Adam Cecil is building a C10. Being a person who likes challenges, he hatched the idea of making his own seat brace by utilizing the hammerforming process. A lot of people think that anything shaped with a hammer could be called “hammerformed,” but the specific process we are describing involves making a form of some durable material, holding a piece of metal tightly against it, and then hammering the metal until it takes the shape of the form beneath it. This is distinctly different from the freehand way metal is sometimes shaped with a mallet and sandbag, or with a hammer and handheld dolly.

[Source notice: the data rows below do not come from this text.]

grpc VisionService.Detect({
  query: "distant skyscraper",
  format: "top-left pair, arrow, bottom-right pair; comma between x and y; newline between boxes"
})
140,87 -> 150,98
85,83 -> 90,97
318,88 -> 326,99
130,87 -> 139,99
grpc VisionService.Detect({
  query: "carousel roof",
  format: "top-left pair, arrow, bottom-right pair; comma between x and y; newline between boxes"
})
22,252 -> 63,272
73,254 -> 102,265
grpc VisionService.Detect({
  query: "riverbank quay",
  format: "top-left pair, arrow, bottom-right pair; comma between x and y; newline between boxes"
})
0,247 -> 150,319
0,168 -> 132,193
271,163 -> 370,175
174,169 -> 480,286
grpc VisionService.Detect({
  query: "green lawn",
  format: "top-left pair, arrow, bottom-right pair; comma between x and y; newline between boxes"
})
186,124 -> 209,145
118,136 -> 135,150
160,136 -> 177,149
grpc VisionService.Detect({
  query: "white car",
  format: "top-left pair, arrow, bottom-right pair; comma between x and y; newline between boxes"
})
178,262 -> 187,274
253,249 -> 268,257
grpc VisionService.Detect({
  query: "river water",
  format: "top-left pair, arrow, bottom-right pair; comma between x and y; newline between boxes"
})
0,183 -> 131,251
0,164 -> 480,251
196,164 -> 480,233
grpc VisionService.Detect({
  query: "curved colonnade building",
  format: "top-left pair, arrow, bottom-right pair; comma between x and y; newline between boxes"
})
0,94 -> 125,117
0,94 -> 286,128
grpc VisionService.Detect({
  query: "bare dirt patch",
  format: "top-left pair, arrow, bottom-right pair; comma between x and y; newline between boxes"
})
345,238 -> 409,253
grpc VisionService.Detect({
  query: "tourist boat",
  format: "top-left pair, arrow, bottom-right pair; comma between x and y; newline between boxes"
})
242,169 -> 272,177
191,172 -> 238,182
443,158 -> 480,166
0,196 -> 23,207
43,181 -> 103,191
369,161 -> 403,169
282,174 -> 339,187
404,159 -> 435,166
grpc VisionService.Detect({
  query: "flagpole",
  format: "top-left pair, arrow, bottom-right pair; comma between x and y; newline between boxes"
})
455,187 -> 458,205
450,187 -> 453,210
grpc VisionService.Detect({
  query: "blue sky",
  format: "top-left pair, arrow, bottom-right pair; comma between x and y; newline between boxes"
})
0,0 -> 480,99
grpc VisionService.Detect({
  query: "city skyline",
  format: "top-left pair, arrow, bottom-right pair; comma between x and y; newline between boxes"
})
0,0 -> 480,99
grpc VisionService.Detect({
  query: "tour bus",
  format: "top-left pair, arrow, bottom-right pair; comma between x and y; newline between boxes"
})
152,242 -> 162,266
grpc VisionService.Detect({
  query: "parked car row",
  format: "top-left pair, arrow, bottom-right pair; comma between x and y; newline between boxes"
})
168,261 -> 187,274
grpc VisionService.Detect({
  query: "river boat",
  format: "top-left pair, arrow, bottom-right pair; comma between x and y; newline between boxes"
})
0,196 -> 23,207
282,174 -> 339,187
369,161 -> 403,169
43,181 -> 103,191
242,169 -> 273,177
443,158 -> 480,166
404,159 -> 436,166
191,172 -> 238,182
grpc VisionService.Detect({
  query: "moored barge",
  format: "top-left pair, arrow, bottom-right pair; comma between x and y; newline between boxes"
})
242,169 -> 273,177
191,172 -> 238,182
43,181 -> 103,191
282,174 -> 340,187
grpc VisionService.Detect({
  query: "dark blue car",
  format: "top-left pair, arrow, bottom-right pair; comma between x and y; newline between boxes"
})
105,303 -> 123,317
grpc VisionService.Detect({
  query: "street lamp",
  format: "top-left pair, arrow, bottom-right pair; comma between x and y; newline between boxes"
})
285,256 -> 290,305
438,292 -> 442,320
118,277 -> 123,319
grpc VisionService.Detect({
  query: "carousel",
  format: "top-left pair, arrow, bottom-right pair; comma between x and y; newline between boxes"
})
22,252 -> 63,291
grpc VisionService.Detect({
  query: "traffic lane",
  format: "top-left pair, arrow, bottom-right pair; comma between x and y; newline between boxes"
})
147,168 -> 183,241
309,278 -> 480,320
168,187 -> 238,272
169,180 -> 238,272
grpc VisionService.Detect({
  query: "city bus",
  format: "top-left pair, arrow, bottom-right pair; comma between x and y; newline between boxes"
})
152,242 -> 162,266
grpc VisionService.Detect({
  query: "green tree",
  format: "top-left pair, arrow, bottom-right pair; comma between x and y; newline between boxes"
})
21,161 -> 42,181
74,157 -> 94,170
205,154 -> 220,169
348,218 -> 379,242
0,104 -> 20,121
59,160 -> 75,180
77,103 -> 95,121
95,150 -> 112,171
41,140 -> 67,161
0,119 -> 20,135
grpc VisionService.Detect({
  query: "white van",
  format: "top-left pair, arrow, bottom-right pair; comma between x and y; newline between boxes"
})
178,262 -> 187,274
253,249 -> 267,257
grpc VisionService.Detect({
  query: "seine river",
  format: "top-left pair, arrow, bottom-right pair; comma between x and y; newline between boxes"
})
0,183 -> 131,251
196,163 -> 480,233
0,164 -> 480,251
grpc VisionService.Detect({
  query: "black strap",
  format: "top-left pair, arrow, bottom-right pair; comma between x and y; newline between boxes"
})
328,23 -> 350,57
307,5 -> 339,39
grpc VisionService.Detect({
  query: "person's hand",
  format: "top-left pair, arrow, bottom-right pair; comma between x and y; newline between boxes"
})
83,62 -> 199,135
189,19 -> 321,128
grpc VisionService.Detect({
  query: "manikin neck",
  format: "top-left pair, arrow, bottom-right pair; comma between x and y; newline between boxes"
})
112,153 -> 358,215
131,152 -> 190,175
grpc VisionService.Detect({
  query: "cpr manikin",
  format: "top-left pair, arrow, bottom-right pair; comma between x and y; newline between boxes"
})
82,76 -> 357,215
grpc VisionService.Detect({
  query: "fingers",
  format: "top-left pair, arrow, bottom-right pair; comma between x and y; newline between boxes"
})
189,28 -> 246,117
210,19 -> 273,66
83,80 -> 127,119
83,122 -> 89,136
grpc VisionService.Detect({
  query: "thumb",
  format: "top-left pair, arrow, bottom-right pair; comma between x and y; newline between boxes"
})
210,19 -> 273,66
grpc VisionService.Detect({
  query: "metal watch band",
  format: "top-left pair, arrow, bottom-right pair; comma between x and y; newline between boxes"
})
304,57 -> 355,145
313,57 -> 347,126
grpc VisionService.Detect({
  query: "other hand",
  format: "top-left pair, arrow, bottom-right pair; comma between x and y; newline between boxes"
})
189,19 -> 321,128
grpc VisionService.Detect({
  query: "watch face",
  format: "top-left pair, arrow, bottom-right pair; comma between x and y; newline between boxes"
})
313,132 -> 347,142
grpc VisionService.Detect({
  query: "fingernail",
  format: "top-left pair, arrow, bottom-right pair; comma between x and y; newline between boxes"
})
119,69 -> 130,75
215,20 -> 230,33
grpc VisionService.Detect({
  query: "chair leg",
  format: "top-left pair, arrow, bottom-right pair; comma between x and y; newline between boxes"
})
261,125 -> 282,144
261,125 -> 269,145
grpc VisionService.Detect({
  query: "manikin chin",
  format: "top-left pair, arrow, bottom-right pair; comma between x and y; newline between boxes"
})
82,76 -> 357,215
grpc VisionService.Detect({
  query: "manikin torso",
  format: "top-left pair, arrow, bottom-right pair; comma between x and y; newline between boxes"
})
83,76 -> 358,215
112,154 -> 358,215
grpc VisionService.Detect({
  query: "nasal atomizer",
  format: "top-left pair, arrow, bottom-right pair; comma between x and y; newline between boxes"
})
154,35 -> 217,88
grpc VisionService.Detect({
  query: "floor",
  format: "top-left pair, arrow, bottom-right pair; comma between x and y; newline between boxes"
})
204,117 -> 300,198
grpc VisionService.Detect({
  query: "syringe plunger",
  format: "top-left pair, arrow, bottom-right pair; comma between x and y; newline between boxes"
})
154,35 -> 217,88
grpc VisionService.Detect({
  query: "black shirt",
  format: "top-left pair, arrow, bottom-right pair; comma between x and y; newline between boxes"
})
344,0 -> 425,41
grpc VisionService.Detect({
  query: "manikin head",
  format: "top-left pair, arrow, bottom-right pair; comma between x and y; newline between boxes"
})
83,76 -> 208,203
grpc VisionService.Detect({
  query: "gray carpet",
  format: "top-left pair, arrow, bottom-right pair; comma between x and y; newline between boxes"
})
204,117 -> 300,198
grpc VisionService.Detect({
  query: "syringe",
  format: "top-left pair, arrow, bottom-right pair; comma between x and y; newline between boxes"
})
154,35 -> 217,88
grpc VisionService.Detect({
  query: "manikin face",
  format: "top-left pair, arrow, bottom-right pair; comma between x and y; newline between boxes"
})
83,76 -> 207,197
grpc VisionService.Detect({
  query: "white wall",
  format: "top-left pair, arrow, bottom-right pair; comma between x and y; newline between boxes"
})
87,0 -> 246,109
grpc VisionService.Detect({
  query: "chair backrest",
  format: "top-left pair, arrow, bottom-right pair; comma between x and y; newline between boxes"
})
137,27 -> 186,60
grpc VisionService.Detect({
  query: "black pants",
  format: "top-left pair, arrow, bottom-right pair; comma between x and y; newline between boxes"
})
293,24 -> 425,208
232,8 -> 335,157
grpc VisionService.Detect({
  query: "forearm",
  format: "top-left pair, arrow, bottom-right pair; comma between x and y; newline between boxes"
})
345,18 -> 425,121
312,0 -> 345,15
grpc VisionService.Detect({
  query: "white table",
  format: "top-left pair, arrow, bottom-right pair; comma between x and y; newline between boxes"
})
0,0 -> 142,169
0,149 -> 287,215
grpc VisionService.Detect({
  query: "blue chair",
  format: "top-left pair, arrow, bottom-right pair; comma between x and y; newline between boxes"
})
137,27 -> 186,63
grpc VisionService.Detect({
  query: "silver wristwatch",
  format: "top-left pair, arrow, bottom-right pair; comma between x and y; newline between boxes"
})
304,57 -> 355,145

The hammerforming process is ideal for many types of parts, and it’s most beneficial when a number of identical parts are needed. For thin or soft metals the forms can often be made from wood or plastic, but this particular brace is made of 16-gauge steel, so an extremely robust form is required. Also, Cecil presumed that he was not the only person who would need a seat brace, so he made his form durable enough to make dozens of parts, if necessary. That’s why he made this hammerform from solid steel.
The first step is making an accurate, fullsized drawing of the part. This drawing is essential for determining the size and shape for each element of the hammerform, and to develop the pattern for the metal blank to be shaped over the form.

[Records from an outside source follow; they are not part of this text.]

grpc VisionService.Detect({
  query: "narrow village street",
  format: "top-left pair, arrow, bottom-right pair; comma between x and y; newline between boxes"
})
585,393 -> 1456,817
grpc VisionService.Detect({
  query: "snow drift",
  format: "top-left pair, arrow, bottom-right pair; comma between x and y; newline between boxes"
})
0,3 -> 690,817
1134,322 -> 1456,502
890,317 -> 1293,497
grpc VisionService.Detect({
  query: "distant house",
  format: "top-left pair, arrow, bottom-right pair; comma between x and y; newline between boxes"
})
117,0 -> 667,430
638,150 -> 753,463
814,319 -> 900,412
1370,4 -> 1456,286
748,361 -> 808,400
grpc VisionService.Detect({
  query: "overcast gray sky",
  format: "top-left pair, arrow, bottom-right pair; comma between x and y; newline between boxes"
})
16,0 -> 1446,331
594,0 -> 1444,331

Armed with all the necessary contours and dimensions, Cecil used a small bandsaw to cut the stock and the largest pieces were profile cut from sections of 3-inch square cold-rolled steel bar. That required a LOT of cutting, but he reports the small saw (equipped with an aftermarket base that holds it vertical) did an admirable job—although it did require focus and patience.
After all the parts were cut to size, they were carefully aligned on a flat steel bench, then clamped securely in preparation for tack-welding. After tacking and a final check of all dimensions, the welds were finished and any bumps in the working surfaces were ground smooth.
The next step was cutting a metal blank, then placing it between the halves of the hammerform, and drawing them together by using C clamps (plus a couple of bolts at the end, which also provided alignment). This formed the blank in one plane.
With everything clamped tight, Cecil used a heavy-duty aircraft rivet gun to start moving the first flange down. His rivet gun is equipped with a “flow-forming” nosepiece that uses easily replaceable inserts. The majority of the shaping was done with plastic dies. These don’t mark the metal, but they need to be replaced fairly often since they wear quickly when forcing the 16-gauge steel to move. In the areas where the metal requires shrinking (the outside curves), wrinkles start to form as the flange is pushed down. There is a limit to how large a wrinkle a plastic die can flatten, so the aluminum inserts were used to smooth the metal in the problem areas.
The photos show all the steps in the process, and I think you’ll agree that Cecil did a superb job. The hammerforming process can be used to make any number of parts from sheetmetal, so let your imagination be your guide as you think about ways to utilize hammerforms for your own projects!